Las Vegas new-home prices rose in March, bucking a national trend, The Wall Street Journal reported this week.
And Opendoor, a real estate technology company helping homeowners sell homes by offering to buy those homes, is seeing this trend’s dynamics in Southern Nevada.
Opendoor, which is based in San Francisco and has Las Vegas offices, uses software, including a smartphone app, and market data to buy, list and re-sell the homes it buys.
The Journal said Las Vegas had the nation’s fastest home-price growth in the for the 10th straight month, at 8.2 percent. Phoenix followed with 6.1 percent growth. These cities’ trends contrasted with other Western U.S. markets; Seattle and San Francisco both had double-digit-percentage annual price gains a year ago but are growing just more than 1 percent now.
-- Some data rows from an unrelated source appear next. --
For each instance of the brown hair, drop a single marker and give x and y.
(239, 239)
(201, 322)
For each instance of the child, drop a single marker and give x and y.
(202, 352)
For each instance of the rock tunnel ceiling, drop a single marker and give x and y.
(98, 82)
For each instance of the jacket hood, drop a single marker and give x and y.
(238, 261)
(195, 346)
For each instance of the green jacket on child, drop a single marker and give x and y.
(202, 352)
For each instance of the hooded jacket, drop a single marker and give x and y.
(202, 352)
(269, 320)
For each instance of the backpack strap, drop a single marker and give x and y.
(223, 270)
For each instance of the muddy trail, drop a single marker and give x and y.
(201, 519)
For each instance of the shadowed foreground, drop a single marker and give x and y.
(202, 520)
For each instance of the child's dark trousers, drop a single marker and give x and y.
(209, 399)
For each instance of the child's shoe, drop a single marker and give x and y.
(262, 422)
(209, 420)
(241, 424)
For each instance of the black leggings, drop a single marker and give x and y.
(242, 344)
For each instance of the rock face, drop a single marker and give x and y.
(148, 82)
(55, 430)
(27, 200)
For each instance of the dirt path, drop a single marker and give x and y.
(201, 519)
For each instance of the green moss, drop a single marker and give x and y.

The Journal reported Tuesday that the S&P CoreLogic Case-Shiller National Home Price Index, which gauges average home prices in major U.S. metropolitan areas, rose 3.7 percent in the year ending in March, down from 3.9 percent the previous month.
Existing-home sales have also been declining, falling 4.4 percent in April from a year earlier, the Journal reported, their 14th straight monthly year-to-year dip.
“For the past few years, home prices in the Valley have skyrocketed, but that’s not sustainable in the long run and we’re already seeing a bit of a cooldown,” said Ana Usma with Opendoor. “We expect the market will continue to equalize and become friendlier for buyers as metro-wide price increases cool down.”